Before completing this post today, I doubled down on my position in Twitter as the stock bottomed out to it’s all time low and held at support. As you may remember from my previous investment holdings post, I believe Twitter is a great social platform but mismanaged as a company. I believe a buyout is inevitable and am happy to buy up a few more shares as close to or below the support line as possible. My risk mitigation plan is to limit my risk tolerance to $400 loss on this position.
Robo Advisor Investing
I started an account with Betterment and Wealthfront to test out their services. I placed $500 in each account and soon after learned about the Backdoor ROTH IRA strategy. Since then I decided not to contribute any more to these accounts. I intend to make my after-tax investments through my 401(k) during the second half of this year. All funds will be invested into Vanguard’s Total Stock Market Index Fund. Thanks to Jim Collins and his book the Simple Path to Wealth, I see no reason to further use robo advisors to diversify my portfolio, VTSAX / VTI is all I need.
I invested $20,000 at the beginning of the year into brand new storage units, in Saint Louis, Missouri. The deal closed at the end of January and I should receive my first quarterly payment in May.
I picked up about $400 through affiliate programs related to this blog and an extra $300 by providing personal finance consulting services to some acquaintances. This is something that I am going to explore further in the future as a primary side hustle to make beer/toy/vacation money.
In December I analyzed our family food expenses for 2016 and realized we had doubled our spending over any previous year by relying on weekly meal subscription services and restaurants. We made a conscious decision to drive this cost down by utilizing the recipes from the meal subscription service but sourcing the food ourselves from the grocery. As you can see from the chart below our food expenses have dropped by 40% to 50%. Overall I have done pretty well as sticking to my $2.67 per person per meal goal, but I started to slip at the end of March where I became lazy about cooking dinner and went out to restaurants a little more than planned.
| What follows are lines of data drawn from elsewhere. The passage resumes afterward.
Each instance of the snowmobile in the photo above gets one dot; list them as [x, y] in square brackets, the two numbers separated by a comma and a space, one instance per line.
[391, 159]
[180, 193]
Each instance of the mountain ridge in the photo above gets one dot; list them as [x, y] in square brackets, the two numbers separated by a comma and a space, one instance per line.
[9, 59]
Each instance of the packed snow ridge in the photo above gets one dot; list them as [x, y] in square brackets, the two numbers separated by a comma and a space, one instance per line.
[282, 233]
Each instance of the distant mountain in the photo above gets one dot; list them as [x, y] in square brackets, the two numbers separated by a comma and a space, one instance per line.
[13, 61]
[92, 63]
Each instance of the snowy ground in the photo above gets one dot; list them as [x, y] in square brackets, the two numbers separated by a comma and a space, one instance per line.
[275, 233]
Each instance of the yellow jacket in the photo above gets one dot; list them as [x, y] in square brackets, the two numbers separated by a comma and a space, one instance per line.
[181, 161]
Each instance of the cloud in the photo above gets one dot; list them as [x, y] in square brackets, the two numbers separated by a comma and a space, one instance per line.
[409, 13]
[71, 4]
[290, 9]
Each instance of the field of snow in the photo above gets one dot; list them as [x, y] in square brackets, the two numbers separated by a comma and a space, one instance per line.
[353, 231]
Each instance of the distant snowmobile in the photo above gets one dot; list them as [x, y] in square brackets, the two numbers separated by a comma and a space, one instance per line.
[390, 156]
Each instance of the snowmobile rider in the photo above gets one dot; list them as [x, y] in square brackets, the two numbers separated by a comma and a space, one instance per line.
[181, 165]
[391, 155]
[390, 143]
Overall the spending was still below previous averages so I am not too disappointed.
I used to average between $200 and $300 a month on online orders. A portion of these were impulsive purchases. Since making an effort to delay purchases in my shopping cart I have been able to our monthly online spending between $100 and $150. There have only been three impulsive orders since December. What did I buy? A power circular saw to build a flower box and destroy stuff, a walker for my grandma, and a WeMo Mini Smart Plug to connect my living room lights to the Amazon Echo. I can’t kick myself in the butt over the first two purchases, the WeMo was an unnecessary purchase, but something I have wanted for over a year. I do feel a little guilty about this purchase, but it will be used daily to control the lights in my new living room so at least it’s not a wasted purchase.
Overall I feel like I am on track with all of my goals for 2017.